So tomorrow will be spent patching hocr2pdf and pdfsizeopt, and/or learning Russian. :)

03 September 2012

GNU Parallel, where have you been all my life?

Digitizing the Socialist Standard archive involves running CPU-bound image processing tools on a large number of files. Since I've got a multicore CPU, it makes sense to run such operations in parallel rather than one after another. (A good rule of thumb I've heard is to always have twice as many processes running as you have cores or CPUs.) Up until now, I've been coding each batch of tasks in a makefile, and then invoking make with the -j argument for parallel execution. Needless to say, this is a bit inconvenient when I just have a one-off batch job to run, and it also prevents me from developing and testing bash-scripted tasks from the command line. For years I've wished that bash's looping statements could be parameterized by the number of loop bodies to run simultaneously. For example, instead of writing for x in a b c d e f;do somehugecommand $x;done and waiting for somehugecommand to run six times, one after the other, I want to be able to write something like for x in a b c d e f;do -j3 somehugecommand $x;done and have three instances of somehugecommand launch and run simultaneously.

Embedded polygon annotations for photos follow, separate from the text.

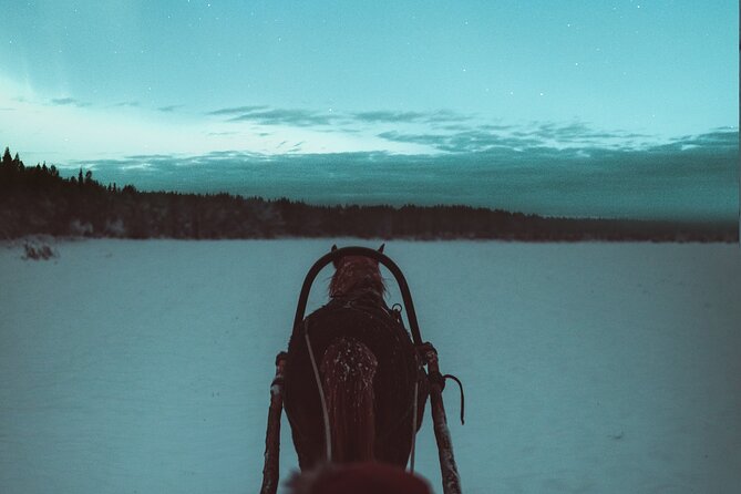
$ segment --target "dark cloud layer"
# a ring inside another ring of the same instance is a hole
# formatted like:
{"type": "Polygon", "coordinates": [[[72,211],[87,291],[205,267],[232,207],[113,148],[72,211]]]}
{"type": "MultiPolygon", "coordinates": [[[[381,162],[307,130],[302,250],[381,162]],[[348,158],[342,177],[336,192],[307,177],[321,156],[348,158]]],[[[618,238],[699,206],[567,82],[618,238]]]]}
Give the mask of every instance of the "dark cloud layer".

Well, apparently such a tool has existed for many years now, but no one told me about it. It's called GNU Parallel, and it works much like the old familiar xargs from GNU Findutils. You pass it a list of values on stdin, and pass as command-line arguments a command line to execute. As with xargs, the character sequence {} gets replaced with the values from stdin. And of course, you also tell it how many simultaneous jobs to run with the -j option, just like with GNU Make. For example, whereas before I was calling the Tesseract OCR software on one file at a time with for f in $list_of_images;do tesseract $f.png $f -l eng hocr;done, I'm now executing them in parallel with echo $list_of_images | parallel -j4 tesseract {}.png {} -l eng hocr. What a fantastically useful utility!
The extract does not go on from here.